The diocese’s presence in their life doesn’t end when they get out of prison, either.  Boustany coordinates parishes’ efforts to reach out to the recently released. He says many former inmates who were accompanied by the prison ministry while in jail now serve as volunteer mentors for those who remain.  He feels blessed by the dozens of volunteers who make themselves available to share their faith often under trying conditions and with little acknowledgement.

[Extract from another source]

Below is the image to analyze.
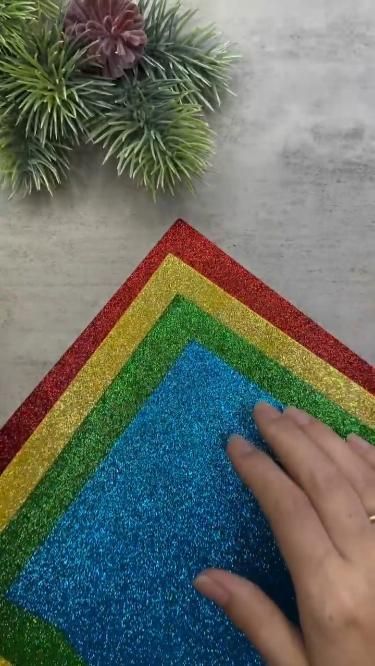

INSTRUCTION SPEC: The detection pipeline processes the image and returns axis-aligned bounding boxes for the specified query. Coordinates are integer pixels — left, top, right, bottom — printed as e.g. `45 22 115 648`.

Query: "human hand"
194 403 375 666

Deacon Lapoint, center, visits with Brian Hole, left, and Neil Dews of Seattle, Washington who spend time at the Seafarer’s center while awaiting work for their tugboat docked in the Port of Lake Charles.

Making his way west from Houma, past Lafayette, Jesus would very likely end up where we did among the docks and ship yards of the Port of Lake Charles. That’s where we met Deacon Patrick Lapoint who directs the Lake Charles Seafarer’s Center on behalf of the Diocese of Lake Charles. The center is the local outpost of an international network of chaplaincies dedicated to the unique lifestyle of sailors. The needs of sailors who often spend nine months or more away from home are often simple and straightforward, remedied by the nightly shuttle to a local mall or movie theater. But sometimes, Deacon Lapoint becomes a seaman’s only advocate in the face of unjust working conditions or personal emergencies.  More often, his is the only welcoming face that greets a sailor in an unfamiliar port thousands of miles from home.

In each case, and much like the places we witnessed throughout Southern Louisiana, Deacon Lapoint is the Church in its fullest expression of Jesus’ mission: present on the side of the forgotten and too-often overlooked, patiently and lovingly accompanying those whose lives are eclipsed by the immediate demands of the tragic and the mundane, providing the sure hand of welcome and assistance on their journeys.

Boats in the port of Lake Charles.

How has the Church been present to you in a time of need? How has Jesus met you where you are?